A sign on the front of the Nobles County Library indicates it was closed on Wednesday due to maintenance issues. (Aaron Hagen/Daily Globe)

WORTHINGTON -- A broken sewer pump caused the Nobles County Library to close Wednesday. It was closed for one day as the library resumed normal hours Thursday.

An ejector pump that sends sewage from the basement into the city's main sewer system was to blame for the closure of the library, as well as the Nobles County Art Center and Historical Society. The after-school programs were cancelled as well.

"Maintenance said it's a common thing to happen, just like an overgrown sump pump," Library Director Julie Wellnitz said. "It's really common, but you try to get the best out of a pump like that. You never really know when it's going to go. It just wears out just like any other pump."

The pump, which was approximately 15 years old, stopped working early Wednesday morning. Since the sewage wasn't able to be ejected, the building filled with sewer gas, which is considered a health hazard, according to Nobles County Administrator Vijay Sethi.

"When the girls walked in at 8, they smelled it," Wellnitz said. "It started really getting smelly around 9. Rich Linsmeier, the maintenance guy from the county, came and then also the county administrator came. Because I'm out of town, the staff needed somebody to recommend whether they should close or not. The administrator called me and asked me what my recommendation was and I said to get everybody out of there, I don't want people getting sick."

As of Wednesday afternoon, the pump was being replaced by Worthington Plumbing and Heating.

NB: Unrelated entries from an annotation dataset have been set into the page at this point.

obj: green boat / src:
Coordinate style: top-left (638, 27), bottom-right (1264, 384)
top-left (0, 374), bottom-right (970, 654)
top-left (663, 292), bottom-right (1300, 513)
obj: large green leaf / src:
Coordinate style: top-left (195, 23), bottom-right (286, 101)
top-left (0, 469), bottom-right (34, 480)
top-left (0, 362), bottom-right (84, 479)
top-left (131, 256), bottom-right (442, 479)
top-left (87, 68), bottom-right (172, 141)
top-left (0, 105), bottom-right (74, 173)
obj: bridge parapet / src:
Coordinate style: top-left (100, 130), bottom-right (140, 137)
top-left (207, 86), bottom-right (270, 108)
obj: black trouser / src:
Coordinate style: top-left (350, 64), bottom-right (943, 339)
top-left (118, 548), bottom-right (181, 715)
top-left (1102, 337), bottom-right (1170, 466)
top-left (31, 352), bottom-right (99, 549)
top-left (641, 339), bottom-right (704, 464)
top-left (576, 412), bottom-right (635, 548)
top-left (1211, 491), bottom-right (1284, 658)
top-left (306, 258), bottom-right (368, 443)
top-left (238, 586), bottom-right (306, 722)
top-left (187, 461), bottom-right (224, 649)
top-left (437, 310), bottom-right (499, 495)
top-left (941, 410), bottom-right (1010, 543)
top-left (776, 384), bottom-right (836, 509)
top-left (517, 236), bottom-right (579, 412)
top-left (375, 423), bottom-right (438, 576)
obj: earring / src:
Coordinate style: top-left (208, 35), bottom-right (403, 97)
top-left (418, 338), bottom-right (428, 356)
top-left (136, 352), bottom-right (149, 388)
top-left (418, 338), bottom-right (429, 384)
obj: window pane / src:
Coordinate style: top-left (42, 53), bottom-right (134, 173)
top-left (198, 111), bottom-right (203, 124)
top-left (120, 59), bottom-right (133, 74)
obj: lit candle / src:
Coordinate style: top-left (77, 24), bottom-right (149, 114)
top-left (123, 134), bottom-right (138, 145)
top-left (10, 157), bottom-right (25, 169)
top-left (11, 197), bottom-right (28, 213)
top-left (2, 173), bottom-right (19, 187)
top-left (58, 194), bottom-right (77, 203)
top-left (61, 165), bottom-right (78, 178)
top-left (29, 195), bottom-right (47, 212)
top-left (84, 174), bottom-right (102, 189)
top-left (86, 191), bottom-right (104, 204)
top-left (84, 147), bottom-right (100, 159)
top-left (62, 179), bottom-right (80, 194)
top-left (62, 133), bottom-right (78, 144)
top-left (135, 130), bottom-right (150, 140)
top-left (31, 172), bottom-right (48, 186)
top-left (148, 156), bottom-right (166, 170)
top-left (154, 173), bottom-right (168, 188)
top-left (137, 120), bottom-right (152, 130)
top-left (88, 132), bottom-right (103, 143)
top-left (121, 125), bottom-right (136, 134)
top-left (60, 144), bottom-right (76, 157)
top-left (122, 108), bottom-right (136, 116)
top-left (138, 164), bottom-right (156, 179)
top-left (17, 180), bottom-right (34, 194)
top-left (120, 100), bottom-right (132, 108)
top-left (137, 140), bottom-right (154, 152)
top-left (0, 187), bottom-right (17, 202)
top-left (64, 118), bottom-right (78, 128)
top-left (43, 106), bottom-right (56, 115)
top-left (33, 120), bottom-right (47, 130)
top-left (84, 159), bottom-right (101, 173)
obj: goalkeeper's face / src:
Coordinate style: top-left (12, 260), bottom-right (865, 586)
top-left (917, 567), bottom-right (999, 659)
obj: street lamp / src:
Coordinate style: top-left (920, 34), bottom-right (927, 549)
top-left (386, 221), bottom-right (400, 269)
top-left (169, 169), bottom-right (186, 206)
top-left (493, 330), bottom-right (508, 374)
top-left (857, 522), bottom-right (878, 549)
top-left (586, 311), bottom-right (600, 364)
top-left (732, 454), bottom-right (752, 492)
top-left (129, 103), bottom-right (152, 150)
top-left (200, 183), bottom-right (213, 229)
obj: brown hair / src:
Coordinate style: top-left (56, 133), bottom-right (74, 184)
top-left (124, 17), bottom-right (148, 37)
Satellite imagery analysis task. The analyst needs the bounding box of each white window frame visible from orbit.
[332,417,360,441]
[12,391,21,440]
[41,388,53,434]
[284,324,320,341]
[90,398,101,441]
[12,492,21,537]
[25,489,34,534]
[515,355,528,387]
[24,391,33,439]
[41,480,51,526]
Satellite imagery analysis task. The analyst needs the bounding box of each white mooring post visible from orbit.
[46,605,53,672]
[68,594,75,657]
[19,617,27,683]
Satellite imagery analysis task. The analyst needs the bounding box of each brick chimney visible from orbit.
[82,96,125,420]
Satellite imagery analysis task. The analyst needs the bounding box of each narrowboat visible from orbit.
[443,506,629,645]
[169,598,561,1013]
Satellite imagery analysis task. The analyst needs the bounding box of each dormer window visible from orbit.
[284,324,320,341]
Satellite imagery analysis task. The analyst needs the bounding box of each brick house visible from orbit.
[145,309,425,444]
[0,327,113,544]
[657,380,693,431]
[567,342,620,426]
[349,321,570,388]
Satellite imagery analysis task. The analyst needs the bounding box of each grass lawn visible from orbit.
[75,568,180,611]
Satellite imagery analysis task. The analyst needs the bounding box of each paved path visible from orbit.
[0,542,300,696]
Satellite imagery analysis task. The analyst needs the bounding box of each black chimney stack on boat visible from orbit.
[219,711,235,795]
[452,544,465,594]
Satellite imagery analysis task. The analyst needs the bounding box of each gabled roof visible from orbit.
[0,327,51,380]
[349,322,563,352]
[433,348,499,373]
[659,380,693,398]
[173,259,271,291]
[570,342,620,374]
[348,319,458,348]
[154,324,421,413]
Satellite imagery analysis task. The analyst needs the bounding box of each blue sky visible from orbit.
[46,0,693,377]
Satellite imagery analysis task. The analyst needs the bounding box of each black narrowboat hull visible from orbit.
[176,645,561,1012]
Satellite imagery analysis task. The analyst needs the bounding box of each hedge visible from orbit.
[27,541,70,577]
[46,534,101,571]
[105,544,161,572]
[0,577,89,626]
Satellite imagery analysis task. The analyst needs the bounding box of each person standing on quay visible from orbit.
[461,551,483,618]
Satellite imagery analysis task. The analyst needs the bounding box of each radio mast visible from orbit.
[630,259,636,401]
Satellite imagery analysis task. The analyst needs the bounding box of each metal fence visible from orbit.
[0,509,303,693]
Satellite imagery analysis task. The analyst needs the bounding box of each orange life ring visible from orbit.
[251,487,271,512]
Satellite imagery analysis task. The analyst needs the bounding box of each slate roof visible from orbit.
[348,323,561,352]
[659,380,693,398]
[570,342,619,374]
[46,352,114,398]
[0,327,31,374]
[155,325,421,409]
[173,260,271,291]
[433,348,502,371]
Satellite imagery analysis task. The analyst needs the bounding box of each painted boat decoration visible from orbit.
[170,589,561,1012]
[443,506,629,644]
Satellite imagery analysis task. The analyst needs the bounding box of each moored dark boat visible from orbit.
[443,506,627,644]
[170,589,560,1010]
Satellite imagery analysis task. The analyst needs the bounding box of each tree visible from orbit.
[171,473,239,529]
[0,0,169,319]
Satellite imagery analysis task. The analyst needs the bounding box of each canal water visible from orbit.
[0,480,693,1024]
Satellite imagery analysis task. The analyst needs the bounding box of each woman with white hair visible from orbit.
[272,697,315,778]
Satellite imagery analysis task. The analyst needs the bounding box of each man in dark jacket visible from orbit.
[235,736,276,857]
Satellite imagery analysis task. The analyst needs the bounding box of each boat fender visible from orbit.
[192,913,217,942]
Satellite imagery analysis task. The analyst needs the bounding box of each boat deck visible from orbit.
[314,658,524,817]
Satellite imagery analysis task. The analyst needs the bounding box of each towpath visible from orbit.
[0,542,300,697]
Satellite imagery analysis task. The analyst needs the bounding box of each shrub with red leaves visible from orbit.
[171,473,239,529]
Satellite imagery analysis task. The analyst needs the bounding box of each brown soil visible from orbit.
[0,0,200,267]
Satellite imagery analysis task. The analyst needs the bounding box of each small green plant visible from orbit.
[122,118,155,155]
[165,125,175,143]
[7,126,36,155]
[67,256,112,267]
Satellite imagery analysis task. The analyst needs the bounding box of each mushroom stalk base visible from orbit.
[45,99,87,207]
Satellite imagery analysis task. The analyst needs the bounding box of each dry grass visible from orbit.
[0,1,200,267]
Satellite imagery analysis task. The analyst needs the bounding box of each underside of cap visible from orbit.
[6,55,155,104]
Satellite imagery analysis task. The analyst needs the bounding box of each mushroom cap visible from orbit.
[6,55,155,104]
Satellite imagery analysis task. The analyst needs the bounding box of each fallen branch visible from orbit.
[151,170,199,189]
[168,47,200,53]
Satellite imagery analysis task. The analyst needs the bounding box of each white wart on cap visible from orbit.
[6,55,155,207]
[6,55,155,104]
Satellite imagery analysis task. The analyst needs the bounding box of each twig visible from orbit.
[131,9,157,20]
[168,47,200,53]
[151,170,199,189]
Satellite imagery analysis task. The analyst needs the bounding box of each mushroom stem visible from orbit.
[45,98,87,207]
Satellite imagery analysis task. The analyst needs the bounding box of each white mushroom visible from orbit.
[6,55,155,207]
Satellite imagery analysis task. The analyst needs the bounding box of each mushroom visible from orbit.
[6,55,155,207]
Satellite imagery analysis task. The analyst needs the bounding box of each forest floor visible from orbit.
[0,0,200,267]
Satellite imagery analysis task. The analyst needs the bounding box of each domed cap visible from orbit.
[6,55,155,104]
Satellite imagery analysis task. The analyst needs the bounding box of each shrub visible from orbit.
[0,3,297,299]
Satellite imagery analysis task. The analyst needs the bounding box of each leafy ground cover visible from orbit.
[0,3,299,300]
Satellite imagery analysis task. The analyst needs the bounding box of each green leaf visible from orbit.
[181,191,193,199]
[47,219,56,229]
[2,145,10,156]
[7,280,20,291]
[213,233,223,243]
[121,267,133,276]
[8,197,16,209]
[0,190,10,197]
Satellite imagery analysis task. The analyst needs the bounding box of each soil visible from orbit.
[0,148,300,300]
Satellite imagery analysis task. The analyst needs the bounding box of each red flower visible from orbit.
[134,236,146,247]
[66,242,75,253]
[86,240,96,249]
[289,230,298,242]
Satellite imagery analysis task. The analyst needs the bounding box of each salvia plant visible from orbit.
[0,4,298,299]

"The smell is pretty well contained and they are using germicidal treatments around the area," Wellnitz said.

The plan was for the staff to return Wednesday night to air out the building with fans and open windows.

"Like Rich said, it happened starting this morning and throughout the day rather than at midnight and then continuing through the morning," Wellnitz said. "He feels like it was fortunate that people were there to smell it and then get him in and take care of it. Otherwise, it could have really been a mess."